Perhaps most crucially, his inclusion on the ticket will make clear what a Romney-Ryan administration will be all about. A win will be far more than just a win — it will be a mandate for fundamental structural change to our entitlement programs and our fiscal situation.
In a slightly different way, Christie also fits this bill. Not quite the intellectual leader on these issues that Ryan is, Christie is simply a leader. Since being elected governor of Democratic New Jersey in 2009, Christie has fought for fiscal reform — particularly of New Jersey’s unsustainable public employee pension and benefit program — and achieved it.
The change he brought about was never thought to be popular. It should have been politically ruinous. But he explained to his constituents, often boisterously, the impossibility of allowing business to go on as usual. They listened. His approval rating is as high as it has ever been, with 56 percent of New Jerseyans approving of his performance and only 33 percent disapproving, according to a May poll.

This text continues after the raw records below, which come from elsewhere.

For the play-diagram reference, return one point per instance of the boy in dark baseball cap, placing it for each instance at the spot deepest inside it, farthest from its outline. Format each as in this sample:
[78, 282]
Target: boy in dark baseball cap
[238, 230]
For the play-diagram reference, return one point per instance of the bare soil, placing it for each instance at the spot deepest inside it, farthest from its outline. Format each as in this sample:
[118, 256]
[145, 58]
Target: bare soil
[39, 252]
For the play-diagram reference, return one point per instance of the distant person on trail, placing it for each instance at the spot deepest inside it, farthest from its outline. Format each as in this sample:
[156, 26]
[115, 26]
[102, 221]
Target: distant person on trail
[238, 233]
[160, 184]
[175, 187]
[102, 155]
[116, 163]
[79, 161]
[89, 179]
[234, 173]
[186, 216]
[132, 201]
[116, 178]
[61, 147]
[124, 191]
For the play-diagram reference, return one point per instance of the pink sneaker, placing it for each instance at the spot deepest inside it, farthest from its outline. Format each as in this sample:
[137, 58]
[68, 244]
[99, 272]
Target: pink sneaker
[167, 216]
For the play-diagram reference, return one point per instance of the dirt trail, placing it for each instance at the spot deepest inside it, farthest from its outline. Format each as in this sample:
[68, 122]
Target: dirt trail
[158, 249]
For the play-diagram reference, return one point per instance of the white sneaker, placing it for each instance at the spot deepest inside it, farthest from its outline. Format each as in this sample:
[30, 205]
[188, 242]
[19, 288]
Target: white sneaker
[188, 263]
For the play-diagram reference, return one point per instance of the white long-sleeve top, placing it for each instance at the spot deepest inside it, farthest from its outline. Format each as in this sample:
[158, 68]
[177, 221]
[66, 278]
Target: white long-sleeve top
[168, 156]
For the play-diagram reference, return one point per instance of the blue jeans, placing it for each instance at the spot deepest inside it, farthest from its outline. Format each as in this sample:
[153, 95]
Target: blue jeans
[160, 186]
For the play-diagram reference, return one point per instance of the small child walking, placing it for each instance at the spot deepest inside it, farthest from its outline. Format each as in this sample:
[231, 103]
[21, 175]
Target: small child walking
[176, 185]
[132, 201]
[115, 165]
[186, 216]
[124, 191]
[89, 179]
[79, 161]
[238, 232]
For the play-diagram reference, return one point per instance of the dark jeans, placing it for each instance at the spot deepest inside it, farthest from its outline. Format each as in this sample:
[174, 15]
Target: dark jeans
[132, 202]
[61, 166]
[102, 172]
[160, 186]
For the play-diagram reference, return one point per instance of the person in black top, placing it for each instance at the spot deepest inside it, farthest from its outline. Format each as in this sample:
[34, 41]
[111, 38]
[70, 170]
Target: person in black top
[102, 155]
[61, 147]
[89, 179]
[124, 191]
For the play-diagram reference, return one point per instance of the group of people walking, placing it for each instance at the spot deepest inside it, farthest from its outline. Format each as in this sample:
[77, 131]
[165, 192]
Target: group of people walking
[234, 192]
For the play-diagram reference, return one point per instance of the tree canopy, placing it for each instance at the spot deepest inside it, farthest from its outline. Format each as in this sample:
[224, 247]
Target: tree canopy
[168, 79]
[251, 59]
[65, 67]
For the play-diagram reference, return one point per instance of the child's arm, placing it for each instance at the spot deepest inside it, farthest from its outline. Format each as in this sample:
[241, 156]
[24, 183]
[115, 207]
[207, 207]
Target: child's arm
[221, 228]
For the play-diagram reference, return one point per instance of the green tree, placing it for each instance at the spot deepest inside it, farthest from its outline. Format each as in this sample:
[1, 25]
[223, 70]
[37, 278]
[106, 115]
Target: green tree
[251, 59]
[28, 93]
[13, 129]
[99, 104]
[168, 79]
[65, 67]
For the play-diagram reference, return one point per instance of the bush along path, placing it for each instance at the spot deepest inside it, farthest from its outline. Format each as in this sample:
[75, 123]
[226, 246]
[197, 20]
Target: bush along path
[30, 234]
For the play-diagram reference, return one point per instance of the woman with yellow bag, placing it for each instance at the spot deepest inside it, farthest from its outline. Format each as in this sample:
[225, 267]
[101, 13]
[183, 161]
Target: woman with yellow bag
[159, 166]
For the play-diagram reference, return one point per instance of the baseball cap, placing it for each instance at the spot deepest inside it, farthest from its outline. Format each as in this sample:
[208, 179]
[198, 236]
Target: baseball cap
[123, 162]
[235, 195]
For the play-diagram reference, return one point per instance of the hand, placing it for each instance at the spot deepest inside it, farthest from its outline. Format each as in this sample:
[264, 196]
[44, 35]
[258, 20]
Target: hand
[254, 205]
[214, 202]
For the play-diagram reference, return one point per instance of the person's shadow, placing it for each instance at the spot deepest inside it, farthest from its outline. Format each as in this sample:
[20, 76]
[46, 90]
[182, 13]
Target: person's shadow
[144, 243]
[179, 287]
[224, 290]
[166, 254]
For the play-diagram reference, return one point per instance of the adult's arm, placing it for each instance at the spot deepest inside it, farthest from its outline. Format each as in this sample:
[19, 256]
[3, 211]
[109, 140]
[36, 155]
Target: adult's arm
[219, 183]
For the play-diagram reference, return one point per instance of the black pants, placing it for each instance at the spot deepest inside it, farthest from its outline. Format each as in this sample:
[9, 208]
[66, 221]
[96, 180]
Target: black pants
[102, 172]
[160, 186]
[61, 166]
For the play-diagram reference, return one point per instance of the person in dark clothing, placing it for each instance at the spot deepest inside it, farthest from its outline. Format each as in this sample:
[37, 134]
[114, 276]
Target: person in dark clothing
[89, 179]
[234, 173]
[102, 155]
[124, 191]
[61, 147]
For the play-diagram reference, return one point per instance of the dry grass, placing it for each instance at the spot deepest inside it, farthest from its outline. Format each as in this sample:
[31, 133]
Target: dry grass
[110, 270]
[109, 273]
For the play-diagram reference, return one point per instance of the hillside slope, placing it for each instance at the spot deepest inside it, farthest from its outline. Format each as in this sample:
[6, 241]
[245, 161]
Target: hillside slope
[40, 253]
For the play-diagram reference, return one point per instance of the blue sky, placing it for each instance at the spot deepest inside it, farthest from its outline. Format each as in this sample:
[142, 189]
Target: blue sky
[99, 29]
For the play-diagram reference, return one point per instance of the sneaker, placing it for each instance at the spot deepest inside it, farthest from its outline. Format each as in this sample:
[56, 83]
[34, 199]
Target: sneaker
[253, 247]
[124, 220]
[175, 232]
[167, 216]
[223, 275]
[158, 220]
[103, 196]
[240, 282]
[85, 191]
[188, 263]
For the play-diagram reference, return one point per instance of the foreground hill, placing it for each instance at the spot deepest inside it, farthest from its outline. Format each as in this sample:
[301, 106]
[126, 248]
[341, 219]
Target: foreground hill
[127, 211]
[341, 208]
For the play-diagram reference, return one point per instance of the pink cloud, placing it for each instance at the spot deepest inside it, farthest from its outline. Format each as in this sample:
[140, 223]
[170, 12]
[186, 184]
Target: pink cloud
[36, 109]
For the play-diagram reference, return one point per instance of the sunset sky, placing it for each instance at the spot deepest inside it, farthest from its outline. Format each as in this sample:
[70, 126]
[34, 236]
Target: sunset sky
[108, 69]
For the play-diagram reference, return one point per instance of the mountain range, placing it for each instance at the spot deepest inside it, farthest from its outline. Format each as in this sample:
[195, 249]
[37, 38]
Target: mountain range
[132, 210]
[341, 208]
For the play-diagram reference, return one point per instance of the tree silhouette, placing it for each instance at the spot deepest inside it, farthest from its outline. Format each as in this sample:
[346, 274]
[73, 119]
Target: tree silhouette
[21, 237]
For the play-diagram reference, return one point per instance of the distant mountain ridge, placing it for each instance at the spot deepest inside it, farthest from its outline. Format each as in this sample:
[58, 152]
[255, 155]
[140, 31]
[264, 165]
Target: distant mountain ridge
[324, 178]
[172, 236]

Christie also has the ability, in his own very unique way, to explain why such fundamental changes to America’s entitlements are needed. Like a win for a Romney-Ryan ticket, a win for Romney-Christie would be a mandate for the type of tough change necessary to save America from fiscal ruin.
Seasoned political hands would argue that picking Ryan especially would be politically idiotic. Even though Romney has come out in favor of Ryan’s budget, tying himself closer to it by placing Ryan on the ticket would further empower liberal interest groups to demagogue the ticket as one that wants to kill orphans and old people.
But it would be an empty victory if Romney won without such a mandate for major reform. Much better to give Americans a choice and let them decide their fate — will we make difficult choices and thrive, or stick our head in the sand and decline?
Reports suggest that Romney could make his VP selection early, possibly even next week. Let’s hope he makes the politically risky, but necessary, decision to signal that this race is about change — and not the ephemeral and ill-defined change of 2008 Obama, but real change. Change that is painful and difficult, but necessary and ultimately rewarding. The type of change we need to keep America thriving economically and militarily atop of the world stage as far as the eye can see.